FDA Sees Rapid At-Home Test Capacity Doubling (5 p.m. NY)

The U.S. Food and Drug Administration authorized a rapid at-home test from closely held Acon Laboratories Inc., a move the regulator said should double the country’s capacity to run such tests in the coming weeks.

The emergency-use authorization comes at a time that many consumers are finding the products are scarce at pharmacies and online.

The Flowflex Covid-19 Home Test doesn’t require a prescription for use. Acon plans to make more than 100 million of the tests monthly by the end of the year, and twice that by February, according to the FDA. 

Chinese PCR Purchases Rose in 2019 (3:40 p.m. NY)

The Chinese province that was the initial epicenter of the Covid-19 outbreak made significant purchases of equipment used to test for infectious diseases months before Beijing notified international authorities of the emergence of a new coronavirus, according to research by a cybersecurity company.

The province’s purchase of polymerase chain reaction, or PCR, testing equipment, which allows scientists to amplify DNA samples to test for infectious disease or other genetic material, shot upward in 2019, with most of the increase coming in the second half of the year, the Australian-U.S. firm Internet 2.0 found. 
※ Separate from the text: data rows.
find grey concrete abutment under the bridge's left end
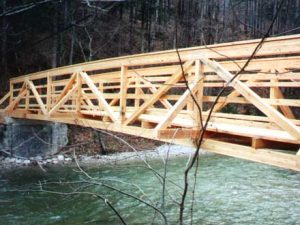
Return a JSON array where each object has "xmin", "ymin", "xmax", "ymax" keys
[{"xmin": 0, "ymin": 118, "xmax": 68, "ymax": 158}]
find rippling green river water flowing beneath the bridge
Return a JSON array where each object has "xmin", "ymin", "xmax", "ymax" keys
[{"xmin": 0, "ymin": 155, "xmax": 300, "ymax": 225}]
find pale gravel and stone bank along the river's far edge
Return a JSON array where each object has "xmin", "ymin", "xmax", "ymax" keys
[{"xmin": 0, "ymin": 144, "xmax": 207, "ymax": 170}]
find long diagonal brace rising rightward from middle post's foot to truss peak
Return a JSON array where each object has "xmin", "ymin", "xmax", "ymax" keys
[{"xmin": 124, "ymin": 61, "xmax": 194, "ymax": 125}]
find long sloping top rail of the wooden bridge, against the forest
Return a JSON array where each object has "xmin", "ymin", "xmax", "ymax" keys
[{"xmin": 11, "ymin": 35, "xmax": 300, "ymax": 82}]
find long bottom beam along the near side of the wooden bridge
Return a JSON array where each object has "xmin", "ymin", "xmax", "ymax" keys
[{"xmin": 7, "ymin": 112, "xmax": 300, "ymax": 171}]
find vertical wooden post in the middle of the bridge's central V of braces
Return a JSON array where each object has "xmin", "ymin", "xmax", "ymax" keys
[{"xmin": 120, "ymin": 65, "xmax": 128, "ymax": 123}]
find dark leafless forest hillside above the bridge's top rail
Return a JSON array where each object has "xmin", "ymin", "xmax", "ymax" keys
[{"xmin": 0, "ymin": 0, "xmax": 300, "ymax": 91}]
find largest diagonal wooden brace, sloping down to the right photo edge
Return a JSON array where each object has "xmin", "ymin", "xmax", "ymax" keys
[{"xmin": 201, "ymin": 58, "xmax": 300, "ymax": 140}]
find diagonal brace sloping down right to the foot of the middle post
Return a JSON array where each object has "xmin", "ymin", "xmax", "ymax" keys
[{"xmin": 80, "ymin": 72, "xmax": 118, "ymax": 122}]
Based on the research, Internet 2.0 concluded with “high confidence that the pandemic began much earlier than China informed the WHO about Covid-19,” according to the report. 

EU Panel Backs Pfizer, Moderna Boosters (10:45 a.m. NY)

A European Union advisory committee endorsed the use of a third dose of the vaccines developed by Pfizer and Moderna for people with severely weakened immune systems.